VoxForge
I have downoad Julius 4.1.5 and tried to use it to do dictation. The sample comes with a grammar while I am looking for using ngram language model. I create my lm using the tool mkbingram from a 3gram arpa format.
mkbingram -nlr mylm.arpa lmf2r3.bin
Acoustic model is download from voxforge julius nightly built.
When I run the julius for transcript my recording files
julius -C julian.jconf
>input file: myvoice.raw
I got "<s></s>", basically it does not recognize anything.
myvoice.raw is 8KHz big Eiden audio file.
Could anyone give me a direction where my problem is?
Thanks.
Here is my configuration file:
######################################################################
#### Files
######################################################################
##
## Grammar definition file (DFA and dictionary)
##
#### There are three ways to specify the grammar files.

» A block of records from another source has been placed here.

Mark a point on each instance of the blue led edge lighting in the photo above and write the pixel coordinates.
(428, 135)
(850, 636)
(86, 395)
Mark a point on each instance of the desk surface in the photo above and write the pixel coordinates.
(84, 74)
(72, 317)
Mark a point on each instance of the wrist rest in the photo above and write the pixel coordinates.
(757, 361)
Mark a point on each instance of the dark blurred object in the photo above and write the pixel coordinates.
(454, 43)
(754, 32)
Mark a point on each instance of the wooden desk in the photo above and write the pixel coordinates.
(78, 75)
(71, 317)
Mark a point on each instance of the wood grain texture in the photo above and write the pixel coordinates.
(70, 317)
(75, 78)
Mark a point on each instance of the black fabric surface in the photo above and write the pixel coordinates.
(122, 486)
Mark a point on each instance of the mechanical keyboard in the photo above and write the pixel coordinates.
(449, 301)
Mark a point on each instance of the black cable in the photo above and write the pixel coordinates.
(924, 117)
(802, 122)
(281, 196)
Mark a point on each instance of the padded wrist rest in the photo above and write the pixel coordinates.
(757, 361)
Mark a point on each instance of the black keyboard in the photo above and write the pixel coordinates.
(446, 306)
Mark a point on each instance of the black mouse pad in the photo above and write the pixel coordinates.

#### (1) and (2) can be used multiple times.
#### (1) Specify by common prefix of .dfa and .dict files. Comma-separated
#### prefixes can be specified for multiple grammar recognition
#-gram /cdrom/testrun/sample_grammars/vfr/vfr
#### (2) Or you can give Julian a text file which contains list of grammar
#### prefixes one per line.
#-gramlist file
#### (3) Classic way to specify a grammar.
#-dfa grammar/sample.dfa
#-v grammar/sample.dict
-v /home/ubuntu/julius4/models/acoustic/dict
-d /home/ubuntu/julius4/models/language/lmf2r3.bin
#### If you want to clear previously specified grammars, use this at the
#### point.
#-nogram
##
## Acoustic HMM file
##
# support ascii hmmdefs or binary format (converted by "mkbinhmm")
# format (ascii/binary) will be automatically detected
-h models/acoustic/hmmdefs
## triphone model needs HMMList that maps logical triphone to physical ones.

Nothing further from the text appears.